EL PASO B-50 CRASHES WITH LOAD OF BOMBS.

Dayton, Ohio, July 14 (AP) - Death toll in an air force B-50 bomber crash near Lebanon, Ohio yesterday has been raised to 16, Wright-Patterson Air Force Base officials reported today.
Earlier, it was reported at least 11 airmen had died in the crash.
The public information office at the field said it had been authorized by officers of the Eighth Air Force, Biggs Field, El Paso, Tex., to announce the new death toll.
The Biggs Field officials said the original estimate of dead was raised to 16 "after a check of the plane's clearance papers."
Only a gaping hole in a field and shattered pieces of metal today showed where the big bomber crashed.

'Shells Kept Popping'
Dr.
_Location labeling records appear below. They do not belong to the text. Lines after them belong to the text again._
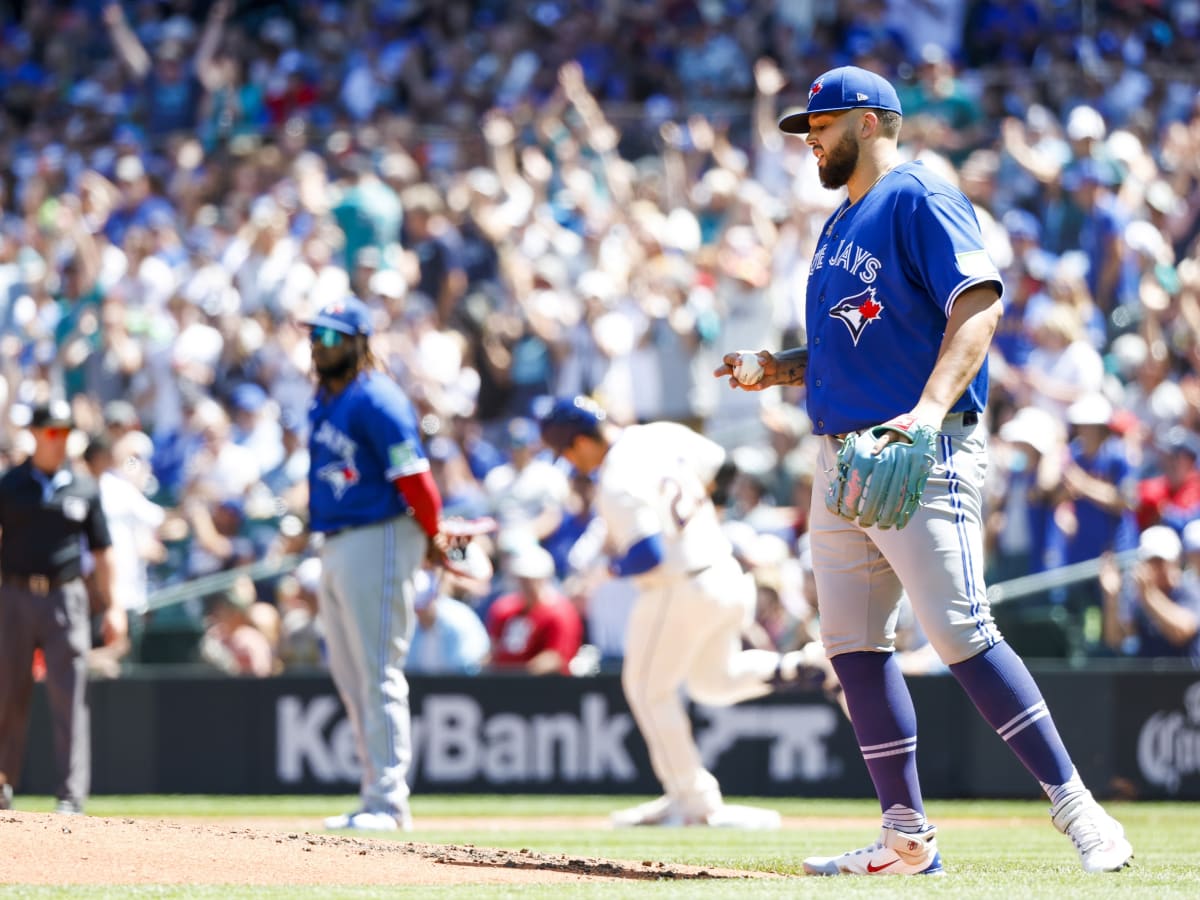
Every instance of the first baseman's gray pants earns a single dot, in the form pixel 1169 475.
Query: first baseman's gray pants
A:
pixel 366 609
pixel 58 622
pixel 937 558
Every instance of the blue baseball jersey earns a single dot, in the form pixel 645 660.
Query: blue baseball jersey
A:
pixel 883 280
pixel 359 442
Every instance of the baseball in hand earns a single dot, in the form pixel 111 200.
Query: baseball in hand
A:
pixel 749 369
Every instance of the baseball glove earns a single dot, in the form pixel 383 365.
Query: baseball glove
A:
pixel 885 490
pixel 463 557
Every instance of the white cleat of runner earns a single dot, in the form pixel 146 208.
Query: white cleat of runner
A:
pixel 1098 838
pixel 364 821
pixel 893 853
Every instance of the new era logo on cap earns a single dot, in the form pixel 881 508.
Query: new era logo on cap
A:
pixel 845 88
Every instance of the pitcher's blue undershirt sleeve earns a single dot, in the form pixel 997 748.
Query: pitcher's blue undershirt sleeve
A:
pixel 640 558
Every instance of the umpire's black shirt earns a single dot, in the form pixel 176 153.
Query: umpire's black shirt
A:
pixel 45 521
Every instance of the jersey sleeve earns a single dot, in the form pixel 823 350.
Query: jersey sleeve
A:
pixel 96 525
pixel 946 247
pixel 707 456
pixel 629 517
pixel 393 433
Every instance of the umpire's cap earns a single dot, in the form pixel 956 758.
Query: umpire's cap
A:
pixel 349 316
pixel 55 414
pixel 569 418
pixel 844 88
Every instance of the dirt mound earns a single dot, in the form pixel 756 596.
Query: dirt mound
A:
pixel 45 849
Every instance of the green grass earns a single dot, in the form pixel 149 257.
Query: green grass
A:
pixel 991 849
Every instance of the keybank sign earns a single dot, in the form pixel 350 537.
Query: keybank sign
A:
pixel 456 742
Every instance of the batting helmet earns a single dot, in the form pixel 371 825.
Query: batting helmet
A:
pixel 569 418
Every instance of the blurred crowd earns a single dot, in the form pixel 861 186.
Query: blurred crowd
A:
pixel 583 197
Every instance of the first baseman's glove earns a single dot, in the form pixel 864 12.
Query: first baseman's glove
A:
pixel 885 490
pixel 463 557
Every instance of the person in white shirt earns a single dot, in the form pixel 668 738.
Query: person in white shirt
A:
pixel 133 520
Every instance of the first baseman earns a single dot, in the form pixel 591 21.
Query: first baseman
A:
pixel 694 600
pixel 903 301
pixel 372 496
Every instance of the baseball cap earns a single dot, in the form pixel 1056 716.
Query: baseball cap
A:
pixel 844 88
pixel 349 316
pixel 569 418
pixel 1159 543
pixel 55 414
pixel 1192 535
pixel 1085 123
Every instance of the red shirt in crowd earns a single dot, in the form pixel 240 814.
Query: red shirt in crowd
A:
pixel 520 633
pixel 1159 501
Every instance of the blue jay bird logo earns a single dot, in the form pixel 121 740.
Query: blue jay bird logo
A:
pixel 858 311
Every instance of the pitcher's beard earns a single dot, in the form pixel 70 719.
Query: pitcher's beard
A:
pixel 337 369
pixel 840 163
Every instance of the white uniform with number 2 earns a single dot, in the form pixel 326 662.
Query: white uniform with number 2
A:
pixel 687 623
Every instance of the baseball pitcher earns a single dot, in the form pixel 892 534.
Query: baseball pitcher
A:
pixel 371 493
pixel 903 301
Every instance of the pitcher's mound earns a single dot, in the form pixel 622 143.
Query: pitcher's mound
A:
pixel 46 849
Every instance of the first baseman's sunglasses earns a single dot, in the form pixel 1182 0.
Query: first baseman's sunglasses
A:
pixel 327 336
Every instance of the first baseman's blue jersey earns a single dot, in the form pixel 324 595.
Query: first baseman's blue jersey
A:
pixel 882 283
pixel 359 442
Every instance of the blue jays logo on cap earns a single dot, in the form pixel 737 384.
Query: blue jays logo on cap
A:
pixel 858 311
pixel 349 316
pixel 844 88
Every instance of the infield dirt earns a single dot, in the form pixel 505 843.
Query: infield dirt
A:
pixel 47 849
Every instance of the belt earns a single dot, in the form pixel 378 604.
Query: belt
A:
pixel 954 419
pixel 40 585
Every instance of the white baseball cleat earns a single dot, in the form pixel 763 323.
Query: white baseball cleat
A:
pixel 665 813
pixel 1098 838
pixel 893 853
pixel 365 821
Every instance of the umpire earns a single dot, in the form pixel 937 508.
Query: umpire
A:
pixel 47 514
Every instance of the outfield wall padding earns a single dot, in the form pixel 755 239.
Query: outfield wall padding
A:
pixel 1132 735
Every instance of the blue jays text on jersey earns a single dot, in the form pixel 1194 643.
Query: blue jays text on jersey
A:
pixel 360 441
pixel 881 287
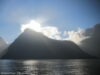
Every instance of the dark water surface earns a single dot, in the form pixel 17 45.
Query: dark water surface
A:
pixel 50 67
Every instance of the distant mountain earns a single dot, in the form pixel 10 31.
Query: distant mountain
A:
pixel 34 45
pixel 3 46
pixel 92 44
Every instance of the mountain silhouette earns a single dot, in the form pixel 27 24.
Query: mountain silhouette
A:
pixel 3 46
pixel 34 45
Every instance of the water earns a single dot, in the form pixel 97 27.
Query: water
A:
pixel 50 67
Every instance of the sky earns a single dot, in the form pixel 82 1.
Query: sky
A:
pixel 73 16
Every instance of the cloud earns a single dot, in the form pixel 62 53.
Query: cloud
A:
pixel 92 44
pixel 54 33
pixel 76 36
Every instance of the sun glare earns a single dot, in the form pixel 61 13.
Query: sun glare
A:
pixel 34 25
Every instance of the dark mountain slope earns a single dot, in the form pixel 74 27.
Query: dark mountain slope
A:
pixel 34 45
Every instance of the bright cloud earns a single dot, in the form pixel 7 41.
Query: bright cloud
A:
pixel 75 36
pixel 54 33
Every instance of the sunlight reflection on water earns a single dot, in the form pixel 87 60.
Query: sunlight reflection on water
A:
pixel 49 67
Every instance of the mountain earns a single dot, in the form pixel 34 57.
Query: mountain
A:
pixel 3 46
pixel 92 44
pixel 34 45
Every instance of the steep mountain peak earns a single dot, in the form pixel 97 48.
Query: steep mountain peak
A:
pixel 34 45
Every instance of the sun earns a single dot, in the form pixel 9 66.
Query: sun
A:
pixel 34 25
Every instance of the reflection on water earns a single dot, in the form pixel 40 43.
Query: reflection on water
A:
pixel 49 67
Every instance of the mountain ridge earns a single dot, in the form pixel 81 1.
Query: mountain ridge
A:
pixel 34 45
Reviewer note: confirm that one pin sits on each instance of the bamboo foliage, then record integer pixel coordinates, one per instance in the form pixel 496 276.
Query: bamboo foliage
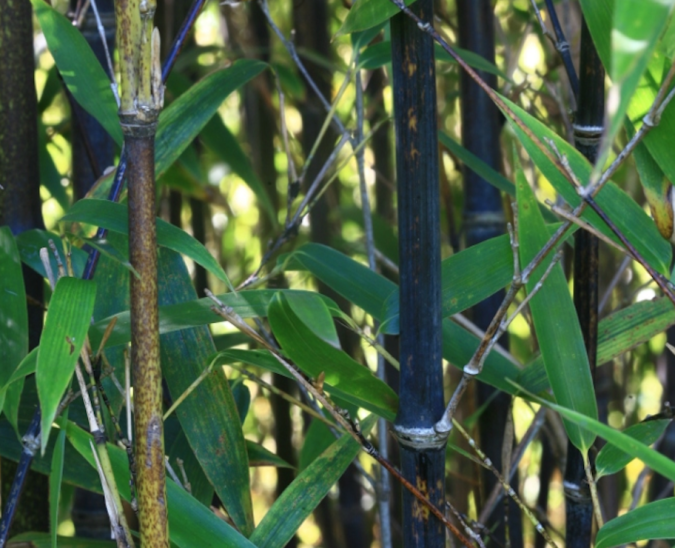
pixel 325 154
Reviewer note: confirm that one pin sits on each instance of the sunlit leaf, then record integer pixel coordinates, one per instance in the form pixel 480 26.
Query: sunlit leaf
pixel 13 311
pixel 115 217
pixel 366 14
pixel 192 524
pixel 300 498
pixel 183 119
pixel 68 320
pixel 627 215
pixel 555 321
pixel 343 376
pixel 80 69
pixel 611 459
pixel 651 521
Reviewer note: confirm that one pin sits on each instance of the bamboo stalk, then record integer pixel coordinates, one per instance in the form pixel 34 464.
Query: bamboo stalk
pixel 588 128
pixel 141 99
pixel 421 384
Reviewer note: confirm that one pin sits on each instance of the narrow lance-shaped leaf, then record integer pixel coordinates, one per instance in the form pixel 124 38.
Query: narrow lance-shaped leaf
pixel 366 14
pixel 113 216
pixel 343 376
pixel 182 121
pixel 192 524
pixel 628 216
pixel 635 30
pixel 80 69
pixel 13 312
pixel 649 522
pixel 68 320
pixel 298 501
pixel 611 459
pixel 555 321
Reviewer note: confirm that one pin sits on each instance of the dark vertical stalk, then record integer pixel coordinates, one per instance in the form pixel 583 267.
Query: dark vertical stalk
pixel 421 388
pixel 20 204
pixel 484 219
pixel 6 22
pixel 92 151
pixel 587 133
pixel 260 129
pixel 141 99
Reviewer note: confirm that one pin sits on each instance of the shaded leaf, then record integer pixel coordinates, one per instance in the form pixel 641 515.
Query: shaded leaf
pixel 627 215
pixel 183 119
pixel 306 492
pixel 192 524
pixel 115 217
pixel 651 521
pixel 80 69
pixel 343 376
pixel 366 14
pixel 208 416
pixel 13 311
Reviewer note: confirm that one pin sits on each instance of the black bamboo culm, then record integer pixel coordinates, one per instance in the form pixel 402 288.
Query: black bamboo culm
pixel 587 134
pixel 484 219
pixel 20 204
pixel 33 431
pixel 421 387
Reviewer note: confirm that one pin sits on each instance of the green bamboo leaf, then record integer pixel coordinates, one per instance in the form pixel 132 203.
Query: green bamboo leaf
pixel 192 524
pixel 13 393
pixel 599 17
pixel 651 521
pixel 655 460
pixel 31 241
pixel 558 333
pixel 343 376
pixel 55 479
pixel 366 14
pixel 617 333
pixel 36 539
pixel 220 140
pixel 628 216
pixel 13 311
pixel 68 319
pixel 379 54
pixel 259 456
pixel 80 69
pixel 115 217
pixel 378 297
pixel 637 25
pixel 611 459
pixel 175 317
pixel 354 281
pixel 318 438
pixel 477 165
pixel 313 311
pixel 307 490
pixel 208 416
pixel 183 119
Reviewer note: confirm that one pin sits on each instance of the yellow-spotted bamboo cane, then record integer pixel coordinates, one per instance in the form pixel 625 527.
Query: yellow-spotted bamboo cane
pixel 141 99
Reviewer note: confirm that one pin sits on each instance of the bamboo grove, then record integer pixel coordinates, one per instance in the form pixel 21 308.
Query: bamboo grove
pixel 337 273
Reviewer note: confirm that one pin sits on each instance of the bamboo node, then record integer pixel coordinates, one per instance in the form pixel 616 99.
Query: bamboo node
pixel 420 438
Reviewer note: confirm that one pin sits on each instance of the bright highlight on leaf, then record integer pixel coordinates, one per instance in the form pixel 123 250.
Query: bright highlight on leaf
pixel 68 320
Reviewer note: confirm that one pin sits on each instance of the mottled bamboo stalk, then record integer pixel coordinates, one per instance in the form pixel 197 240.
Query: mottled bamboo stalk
pixel 141 96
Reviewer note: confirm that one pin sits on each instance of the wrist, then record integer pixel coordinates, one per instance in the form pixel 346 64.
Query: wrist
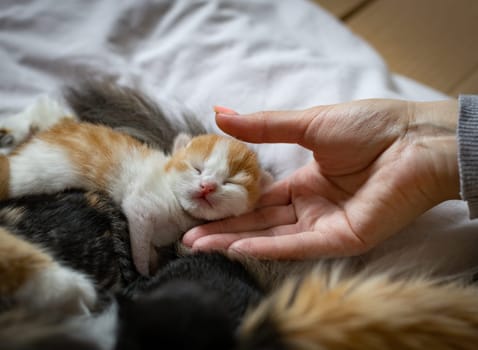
pixel 435 125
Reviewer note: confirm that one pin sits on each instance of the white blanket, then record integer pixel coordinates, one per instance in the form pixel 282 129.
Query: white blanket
pixel 248 55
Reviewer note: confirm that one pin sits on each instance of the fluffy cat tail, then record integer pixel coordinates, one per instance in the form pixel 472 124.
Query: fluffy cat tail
pixel 132 112
pixel 323 311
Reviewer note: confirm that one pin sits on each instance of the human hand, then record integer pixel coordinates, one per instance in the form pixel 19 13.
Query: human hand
pixel 378 165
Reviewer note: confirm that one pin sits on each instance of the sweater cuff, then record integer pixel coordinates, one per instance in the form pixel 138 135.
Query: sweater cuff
pixel 467 138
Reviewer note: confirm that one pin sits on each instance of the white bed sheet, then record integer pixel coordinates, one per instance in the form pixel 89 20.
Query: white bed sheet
pixel 249 55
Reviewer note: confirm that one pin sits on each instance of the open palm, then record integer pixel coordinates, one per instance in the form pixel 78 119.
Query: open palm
pixel 371 176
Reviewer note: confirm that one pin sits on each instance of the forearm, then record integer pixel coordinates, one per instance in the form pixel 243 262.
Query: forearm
pixel 468 151
pixel 434 128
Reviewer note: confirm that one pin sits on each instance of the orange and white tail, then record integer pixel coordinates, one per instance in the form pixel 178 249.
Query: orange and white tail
pixel 326 311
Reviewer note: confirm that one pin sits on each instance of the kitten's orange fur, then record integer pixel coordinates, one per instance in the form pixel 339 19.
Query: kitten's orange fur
pixel 369 312
pixel 162 195
pixel 19 261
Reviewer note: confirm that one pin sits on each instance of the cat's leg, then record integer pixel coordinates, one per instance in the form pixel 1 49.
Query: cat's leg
pixel 141 222
pixel 40 115
pixel 40 167
pixel 30 277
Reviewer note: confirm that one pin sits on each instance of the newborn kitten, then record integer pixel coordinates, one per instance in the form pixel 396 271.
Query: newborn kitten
pixel 85 231
pixel 30 277
pixel 208 177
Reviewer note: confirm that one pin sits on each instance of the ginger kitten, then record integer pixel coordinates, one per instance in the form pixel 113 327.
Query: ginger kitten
pixel 207 177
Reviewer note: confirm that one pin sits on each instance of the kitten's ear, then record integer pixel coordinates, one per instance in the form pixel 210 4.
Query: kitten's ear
pixel 181 141
pixel 266 180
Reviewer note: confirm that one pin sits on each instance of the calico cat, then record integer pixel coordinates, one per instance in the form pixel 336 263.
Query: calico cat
pixel 85 231
pixel 32 278
pixel 329 308
pixel 207 177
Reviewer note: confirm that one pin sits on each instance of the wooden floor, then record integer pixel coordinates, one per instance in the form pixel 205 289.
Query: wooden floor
pixel 432 41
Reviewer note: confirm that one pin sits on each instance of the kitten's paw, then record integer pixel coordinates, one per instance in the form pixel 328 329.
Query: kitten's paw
pixel 6 138
pixel 59 287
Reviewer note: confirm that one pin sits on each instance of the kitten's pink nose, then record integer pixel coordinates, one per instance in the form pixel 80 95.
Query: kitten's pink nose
pixel 207 187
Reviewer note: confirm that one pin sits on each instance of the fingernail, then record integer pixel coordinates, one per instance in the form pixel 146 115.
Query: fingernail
pixel 224 110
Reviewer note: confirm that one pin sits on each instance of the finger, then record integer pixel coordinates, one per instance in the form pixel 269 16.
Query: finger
pixel 278 193
pixel 223 241
pixel 257 220
pixel 302 245
pixel 269 126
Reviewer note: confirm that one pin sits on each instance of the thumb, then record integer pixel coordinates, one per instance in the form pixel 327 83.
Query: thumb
pixel 266 126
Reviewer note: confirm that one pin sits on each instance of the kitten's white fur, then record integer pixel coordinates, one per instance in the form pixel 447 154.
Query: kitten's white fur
pixel 40 115
pixel 159 205
pixel 46 162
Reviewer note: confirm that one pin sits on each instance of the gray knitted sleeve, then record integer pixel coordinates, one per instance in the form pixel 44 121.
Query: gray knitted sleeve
pixel 468 151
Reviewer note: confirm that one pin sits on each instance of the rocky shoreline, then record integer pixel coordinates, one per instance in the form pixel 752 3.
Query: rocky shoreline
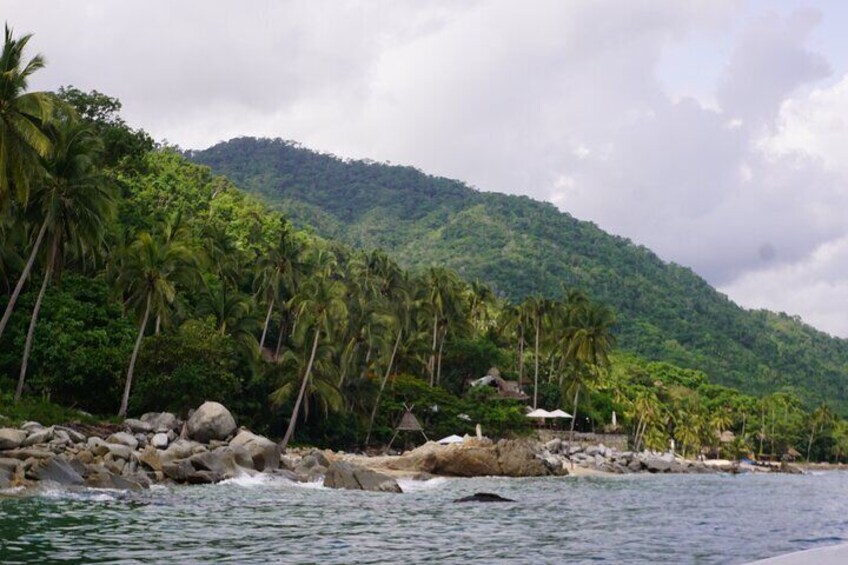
pixel 159 448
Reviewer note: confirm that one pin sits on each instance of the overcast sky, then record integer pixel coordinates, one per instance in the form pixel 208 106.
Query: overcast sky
pixel 713 132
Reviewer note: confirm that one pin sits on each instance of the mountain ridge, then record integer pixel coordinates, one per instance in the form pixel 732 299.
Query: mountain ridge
pixel 521 247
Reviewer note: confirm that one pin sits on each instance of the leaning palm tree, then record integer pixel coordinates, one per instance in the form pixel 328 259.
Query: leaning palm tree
pixel 73 204
pixel 23 117
pixel 149 272
pixel 322 308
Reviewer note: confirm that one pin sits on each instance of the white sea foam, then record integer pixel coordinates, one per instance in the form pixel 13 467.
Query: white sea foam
pixel 413 485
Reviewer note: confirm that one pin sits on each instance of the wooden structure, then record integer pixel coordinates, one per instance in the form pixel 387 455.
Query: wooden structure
pixel 408 423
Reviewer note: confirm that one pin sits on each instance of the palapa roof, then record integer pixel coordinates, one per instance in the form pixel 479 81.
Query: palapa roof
pixel 409 423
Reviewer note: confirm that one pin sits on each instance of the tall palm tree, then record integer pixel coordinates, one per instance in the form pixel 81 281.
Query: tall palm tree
pixel 73 204
pixel 149 272
pixel 322 308
pixel 23 117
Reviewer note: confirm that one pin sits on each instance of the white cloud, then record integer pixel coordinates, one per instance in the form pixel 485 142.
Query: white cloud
pixel 715 145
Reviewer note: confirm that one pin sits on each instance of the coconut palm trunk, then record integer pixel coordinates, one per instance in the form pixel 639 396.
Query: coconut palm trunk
pixel 125 399
pixel 382 387
pixel 536 372
pixel 24 275
pixel 34 320
pixel 267 323
pixel 299 401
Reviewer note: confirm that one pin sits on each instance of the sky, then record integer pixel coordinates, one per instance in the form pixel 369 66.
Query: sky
pixel 714 132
H. M. William, Warren County Coroner, who turned the bodies over to the Air Force officers, told reporters the plane carried "live ammunition."
"I know the ship carried live ammunition because shells kept popping off," he said. "I doubt if high octane gasoline could have caused such a blast alone. The plane tore a crater in the ground large enough to place a good sized house."
At El Paso, Tex., Biggs Field officers today announced the names of those killed in the crash (partially).
They said the names of all would not be announced at this time.
The dead:
CAPT. PAUL E. ANDERSON, JR., 29, El Paso.
STAFF SGT. ELLIS E. SMITH, 40, El Paso.
STAFF SGT. JAMES A. TRAVIS, 29, Bertram, Tex.
STAFF SGT. RUSSELL E. MOORE, 22, Salem, W. Va., (wife, Mrs. Shirley Moore, Salem).
SGT. ALCIDE DANOS, 22, Baytown, Tex.
PFC. GEORGE L. MARTIN, about 21, Danberry, Neb., (father, John Truman Martin, Danberry.)
1st LT. HARVEY E. MARTIN, 26, Pilot, San Antonio.
T. SGT. CHARLES W. PICKETT, Cleburne.
T. SGT. JOSEPH VEID, 28, El Paso.
CAPT. JOHN F. ADAMS, JR., 27, Pilot, El Paso.
T. SGT. VERNON W. DIGGLE, 29, El Paso.
STAFF SGT. W. O. TIMMONS, 27, Bryson.
STAFF SGT. JAMES M. TENNILLE, JR., Union, South Carolina.
STAFF SGT. THOMAS JAMES MULLEN, 22, Hiawatha, Kansas.

Carried Practice Bombs.
Biggs officials said the plane was on a routine practice mission and was carrying practice bombs.
The plane plunged into the ground on a farm near Lebanon, Ohio, and exploded. The impact and the blast tore a hole in the ground that was about 18 feet deep and at least 75 feet wide.
The big plane was blown to pieces. There was little left that couldn't have been carried away by an average-sized man. Bodies and parts of bodies of the victims were scattered over a wide area.
The explosion was heard in this Warren County seat, four miles away. Windows were blown out of a farm house one mile away.
Reports from witnesses as to just what happened varied.
Two farmers living near the scene - Alex Fields and George Shumaker - said they remarked that the plane appeared to be in trouble only a minute or two before the crash.
"There was no fire until the explosion," Fields said.